- The Washington Times
Wednesday, August 26, 2020

A former cheerleader for the Washington Football Team has accused Dan Snyder of humiliating her at a charity event at the Washington Hilton in 2004 by suggesting that she join one of the owner’s male friends in an upstairs hotel suite.

The accusation is one in a series of allegations made in a new Washington Post report in which more than 100 current and former employees tell the paper the team’s workplace was one in which women were “marginalized, discriminated against and exploited.”


Wednesday’s story comes more than a month after 17 women accused five former high-ranking team officials of sexual harassment. The initial accusations prompted Washington to hire an outside law firm to investigate the claims.

Tiffany Bacon Scourby, a former cheerleader for the team, told the paper that in 2004, Snyder suggested she “go upstairs” with Anthony Roberts, his longtime friend and the “official ophthalmologist” of the team, during a charity boxing event at the Washington Hilton ballroom. Scourby said Snyder said she and Roberts should “get to know each other better” in his hotel room.

Scourby said at the time, she reported the incident to Donald Wells, the team’s cheerleader director.

He told the newspaper he remembered the conversation.

“I remember her saying, ‘Daniel Snyder offered me the suite with one of his friends,’” Wells told the Post. “She was more or less propositioned.”

“There’s a power dynamic, and Dan Snyder looked down on me,” Scourby said.

Neither Washington nor Snyder commented on the allegations for the Post article, the paper reported, and a team spokesman declined comment to The Washington Times.

The paper also reported the existence of a videotape featuring outtakes from the filming of a 2008 cheerleader swimsuit shoot that included shots of inadvertently exposed breasts. The cheerleaders did not know the tape was created, and the Post reported that Larry Michael, the team’s former play-by-play man and senior vice president, had initially requested his staff to create a video featuring “the good bits.”

Brad Baker, who worked under Michael, said that Michael told his staff the video was for Snyder.

“Larry said something to the effect of, ‘We have a special project that we need to get done for the owner today: He needs us to get the good bits of the behind-the-scenes video from the cheerleader shoot onto a DVD for him,’” Baker said.

Another similar video was created in 2010, this time using footage from the filming of the cheerleaders’ trip to the Dominican Republic. The paper reported Michael demanded the footage be burned to a DVD titled “For Executive Meeting.”

Michael denied the allegations to the Post.

The paper also reported that another 25 women said they were sexually harassed while working for the team by male bosses, colleagues and players.

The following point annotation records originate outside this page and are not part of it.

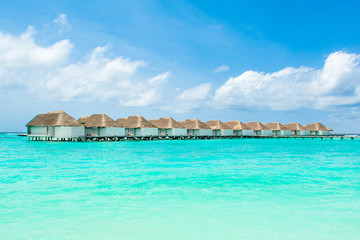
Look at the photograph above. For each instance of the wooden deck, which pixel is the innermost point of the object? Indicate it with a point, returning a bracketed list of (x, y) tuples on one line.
[(152, 138)]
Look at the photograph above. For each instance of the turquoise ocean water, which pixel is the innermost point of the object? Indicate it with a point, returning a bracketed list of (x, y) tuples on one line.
[(196, 189)]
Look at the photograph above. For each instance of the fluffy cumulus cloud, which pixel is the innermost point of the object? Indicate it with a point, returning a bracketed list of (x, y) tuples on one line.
[(62, 22), (192, 99), (47, 72), (337, 83)]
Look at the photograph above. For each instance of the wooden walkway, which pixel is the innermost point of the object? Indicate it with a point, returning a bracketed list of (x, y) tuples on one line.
[(152, 138)]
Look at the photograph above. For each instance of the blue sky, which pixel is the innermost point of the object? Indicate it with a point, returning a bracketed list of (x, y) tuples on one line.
[(286, 61)]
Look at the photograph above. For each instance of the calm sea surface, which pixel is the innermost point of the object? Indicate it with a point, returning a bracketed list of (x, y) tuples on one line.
[(196, 189)]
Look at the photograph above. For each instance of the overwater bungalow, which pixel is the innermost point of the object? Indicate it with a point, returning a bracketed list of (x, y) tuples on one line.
[(278, 129), (318, 129), (297, 129), (240, 129), (196, 128), (101, 125), (167, 126), (138, 126), (82, 120), (259, 128), (219, 128), (53, 126)]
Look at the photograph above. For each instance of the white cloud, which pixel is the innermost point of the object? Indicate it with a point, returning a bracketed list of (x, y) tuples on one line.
[(62, 22), (336, 84), (191, 99), (222, 68), (46, 72)]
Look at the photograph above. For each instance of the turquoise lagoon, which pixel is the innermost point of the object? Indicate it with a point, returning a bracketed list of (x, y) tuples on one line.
[(195, 189)]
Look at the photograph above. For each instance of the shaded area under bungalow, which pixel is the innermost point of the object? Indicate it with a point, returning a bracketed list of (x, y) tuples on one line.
[(278, 129), (138, 126), (54, 125), (259, 129), (297, 129), (167, 126), (101, 125), (240, 129), (195, 127), (219, 128)]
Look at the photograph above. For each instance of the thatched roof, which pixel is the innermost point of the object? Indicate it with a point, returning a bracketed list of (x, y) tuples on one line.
[(100, 120), (194, 124), (256, 126), (317, 127), (237, 125), (295, 127), (82, 120), (217, 125), (137, 122), (166, 122), (275, 126), (120, 121), (54, 118)]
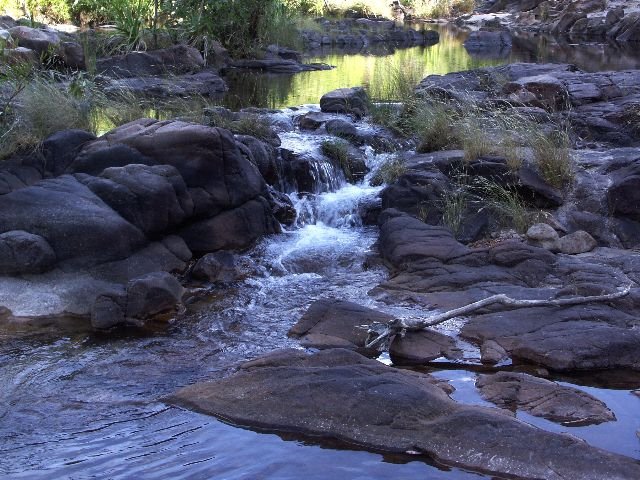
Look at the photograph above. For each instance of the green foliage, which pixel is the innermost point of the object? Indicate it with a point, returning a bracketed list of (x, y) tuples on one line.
[(338, 151), (553, 157), (389, 171)]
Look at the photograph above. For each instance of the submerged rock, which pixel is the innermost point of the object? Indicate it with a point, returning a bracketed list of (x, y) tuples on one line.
[(342, 395), (543, 398), (331, 323)]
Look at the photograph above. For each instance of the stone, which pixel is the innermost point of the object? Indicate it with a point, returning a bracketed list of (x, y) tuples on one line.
[(61, 148), (23, 253), (340, 394), (312, 120), (178, 59), (342, 128), (153, 198), (217, 267), (492, 353), (234, 229), (345, 100), (76, 223), (152, 294), (543, 398), (419, 348), (576, 243), (204, 84), (332, 323), (544, 236)]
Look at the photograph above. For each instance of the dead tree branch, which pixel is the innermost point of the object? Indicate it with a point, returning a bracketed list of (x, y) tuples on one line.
[(380, 335)]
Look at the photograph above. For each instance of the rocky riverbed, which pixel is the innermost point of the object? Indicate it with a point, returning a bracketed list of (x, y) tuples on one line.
[(150, 226)]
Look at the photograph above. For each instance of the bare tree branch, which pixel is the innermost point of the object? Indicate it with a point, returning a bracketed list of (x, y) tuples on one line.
[(380, 335)]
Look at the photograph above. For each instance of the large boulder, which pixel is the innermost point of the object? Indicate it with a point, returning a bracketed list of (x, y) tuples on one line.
[(345, 100), (217, 175), (153, 198), (342, 395), (543, 398), (331, 323), (176, 60), (76, 223), (22, 253)]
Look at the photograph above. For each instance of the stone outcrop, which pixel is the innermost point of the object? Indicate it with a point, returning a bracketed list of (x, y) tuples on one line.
[(109, 209), (341, 395)]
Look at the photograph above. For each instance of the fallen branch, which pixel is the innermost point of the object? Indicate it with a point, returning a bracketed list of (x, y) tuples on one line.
[(380, 335)]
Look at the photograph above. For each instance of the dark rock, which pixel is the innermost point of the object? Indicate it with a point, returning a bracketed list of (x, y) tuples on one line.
[(577, 242), (75, 222), (418, 348), (217, 267), (345, 100), (340, 394), (153, 198), (204, 84), (279, 66), (312, 120), (176, 60), (152, 294), (342, 128), (62, 147), (22, 253), (331, 323), (543, 398), (208, 159), (234, 229)]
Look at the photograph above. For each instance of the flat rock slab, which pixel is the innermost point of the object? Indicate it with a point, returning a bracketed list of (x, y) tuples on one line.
[(342, 395), (543, 398), (332, 323)]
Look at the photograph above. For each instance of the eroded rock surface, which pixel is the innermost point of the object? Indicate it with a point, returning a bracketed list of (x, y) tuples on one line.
[(340, 394), (543, 398)]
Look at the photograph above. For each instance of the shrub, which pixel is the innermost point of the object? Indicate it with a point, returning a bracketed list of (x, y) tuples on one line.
[(389, 171), (338, 151)]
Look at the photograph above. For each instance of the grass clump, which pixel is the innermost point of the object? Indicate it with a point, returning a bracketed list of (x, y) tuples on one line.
[(454, 205), (338, 151), (389, 171), (553, 157)]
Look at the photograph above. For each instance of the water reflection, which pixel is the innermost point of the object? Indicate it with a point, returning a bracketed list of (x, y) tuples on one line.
[(376, 66)]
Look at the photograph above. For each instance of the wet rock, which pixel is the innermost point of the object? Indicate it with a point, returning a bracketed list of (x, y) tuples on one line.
[(61, 148), (312, 120), (576, 243), (77, 224), (217, 175), (279, 66), (543, 398), (340, 394), (342, 128), (217, 267), (332, 323), (234, 229), (153, 198), (418, 348), (582, 337), (345, 100), (23, 253), (177, 59), (543, 235), (492, 353), (205, 84), (152, 294), (481, 41)]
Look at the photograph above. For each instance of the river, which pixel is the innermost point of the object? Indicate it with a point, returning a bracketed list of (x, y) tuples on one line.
[(77, 404)]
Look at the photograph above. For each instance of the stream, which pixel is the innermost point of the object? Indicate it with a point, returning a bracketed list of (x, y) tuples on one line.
[(77, 404)]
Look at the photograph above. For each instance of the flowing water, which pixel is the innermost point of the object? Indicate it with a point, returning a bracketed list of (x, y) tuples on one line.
[(76, 404)]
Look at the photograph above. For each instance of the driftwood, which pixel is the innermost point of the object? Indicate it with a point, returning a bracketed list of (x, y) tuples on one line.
[(381, 335)]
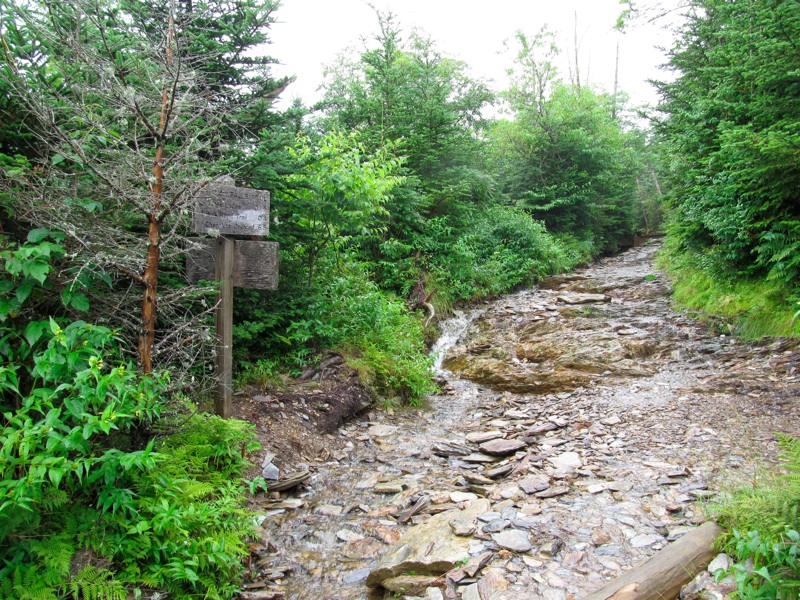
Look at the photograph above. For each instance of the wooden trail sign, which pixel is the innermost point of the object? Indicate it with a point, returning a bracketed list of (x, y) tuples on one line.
[(226, 210), (255, 264)]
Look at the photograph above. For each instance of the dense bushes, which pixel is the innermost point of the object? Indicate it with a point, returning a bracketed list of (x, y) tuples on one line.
[(730, 121), (502, 249), (765, 531), (98, 493)]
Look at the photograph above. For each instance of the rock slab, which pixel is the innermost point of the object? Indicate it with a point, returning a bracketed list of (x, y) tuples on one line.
[(431, 548)]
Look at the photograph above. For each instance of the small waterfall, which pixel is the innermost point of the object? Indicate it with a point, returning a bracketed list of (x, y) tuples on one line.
[(452, 330)]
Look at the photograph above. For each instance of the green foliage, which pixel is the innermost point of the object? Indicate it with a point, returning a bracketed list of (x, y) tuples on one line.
[(732, 126), (408, 92), (81, 471), (504, 248), (566, 158), (752, 307), (339, 198), (764, 522)]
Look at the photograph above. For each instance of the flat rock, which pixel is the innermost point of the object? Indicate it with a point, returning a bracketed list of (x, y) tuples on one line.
[(513, 539), (553, 492), (495, 526), (566, 461), (578, 298), (430, 548), (498, 472), (433, 593), (478, 457), (446, 449), (533, 484), (478, 437), (389, 487), (462, 527), (411, 585), (645, 540), (721, 561), (462, 497), (502, 447), (328, 510), (381, 430)]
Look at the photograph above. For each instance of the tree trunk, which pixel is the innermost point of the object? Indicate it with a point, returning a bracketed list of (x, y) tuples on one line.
[(662, 576), (147, 336)]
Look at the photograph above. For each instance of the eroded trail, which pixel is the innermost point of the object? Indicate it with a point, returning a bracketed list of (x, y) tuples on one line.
[(581, 424)]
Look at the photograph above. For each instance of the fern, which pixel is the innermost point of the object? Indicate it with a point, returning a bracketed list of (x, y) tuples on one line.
[(769, 514), (93, 583)]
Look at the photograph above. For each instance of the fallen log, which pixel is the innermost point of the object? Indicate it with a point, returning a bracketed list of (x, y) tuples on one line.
[(662, 575)]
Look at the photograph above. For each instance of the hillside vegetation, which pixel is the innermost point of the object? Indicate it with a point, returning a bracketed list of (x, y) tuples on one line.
[(394, 198)]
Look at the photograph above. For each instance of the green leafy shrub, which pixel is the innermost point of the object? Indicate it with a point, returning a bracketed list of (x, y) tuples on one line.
[(82, 471), (764, 522), (503, 249), (753, 307)]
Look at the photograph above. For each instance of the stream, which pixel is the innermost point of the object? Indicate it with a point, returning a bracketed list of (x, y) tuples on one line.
[(591, 419)]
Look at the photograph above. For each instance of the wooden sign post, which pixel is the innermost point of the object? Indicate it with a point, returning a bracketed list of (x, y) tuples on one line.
[(224, 210)]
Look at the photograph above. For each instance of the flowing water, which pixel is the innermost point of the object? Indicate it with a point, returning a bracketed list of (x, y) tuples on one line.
[(628, 395)]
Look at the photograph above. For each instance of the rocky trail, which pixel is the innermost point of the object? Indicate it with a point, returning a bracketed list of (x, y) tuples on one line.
[(582, 426)]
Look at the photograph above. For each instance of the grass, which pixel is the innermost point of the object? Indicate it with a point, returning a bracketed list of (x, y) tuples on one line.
[(752, 309)]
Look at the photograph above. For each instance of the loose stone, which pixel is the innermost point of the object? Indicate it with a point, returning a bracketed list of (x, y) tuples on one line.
[(514, 540), (502, 447)]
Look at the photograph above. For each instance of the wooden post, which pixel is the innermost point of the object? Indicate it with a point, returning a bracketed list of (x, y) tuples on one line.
[(663, 574), (223, 210), (224, 327)]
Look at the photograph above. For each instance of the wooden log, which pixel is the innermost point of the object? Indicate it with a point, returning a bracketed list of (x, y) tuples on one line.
[(224, 327), (662, 575)]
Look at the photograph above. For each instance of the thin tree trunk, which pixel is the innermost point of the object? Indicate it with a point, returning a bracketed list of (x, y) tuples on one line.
[(616, 83), (147, 336), (577, 68)]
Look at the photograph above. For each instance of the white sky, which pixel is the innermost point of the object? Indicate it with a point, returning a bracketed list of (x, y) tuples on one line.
[(310, 33)]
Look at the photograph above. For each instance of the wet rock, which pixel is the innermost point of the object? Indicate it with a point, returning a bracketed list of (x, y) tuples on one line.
[(721, 561), (447, 449), (578, 298), (413, 585), (478, 437), (356, 576), (433, 594), (514, 540), (328, 510), (462, 497), (533, 484), (495, 526), (270, 472), (502, 447), (346, 535), (366, 548), (381, 430), (498, 472), (427, 549), (566, 462), (462, 527), (389, 487)]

Last month, Snyder said in a statement that sexual harassment had “no place” in the franchise, noting the team had hired an outside investigator to investigate the claims.

“This story has strengthened my commitment to setting a new culture and standard for our team, a process that began with the hiring of Coach [Ron] Rivera earlier this year,” Snyder said last month after hiring attorney Beth Wilkinson to probe the allegations.

“Upon completion of her work, we will institute new policies and procedures and strengthen our human resources infrastructure to not only avoid these issues in the future but most importantly create a team culture that is respectful and inclusive to all,” he said.

This has been a tumultuous offseason for Snyder and Washington. In July, the team abandoned the moniker “Redskins” and is now using the temporary “Washington Football Team.” After the first allegations of workplace misconduct, Snyder hired two new executives — Julie Donaldson and team president Jason Wright — to help fix the team’s culture.

Snyder has also faced pressure from his three minority partners to sell the team, and when he denied to do so, the three owners hired an investment banking firm to sell their shares in the franchise.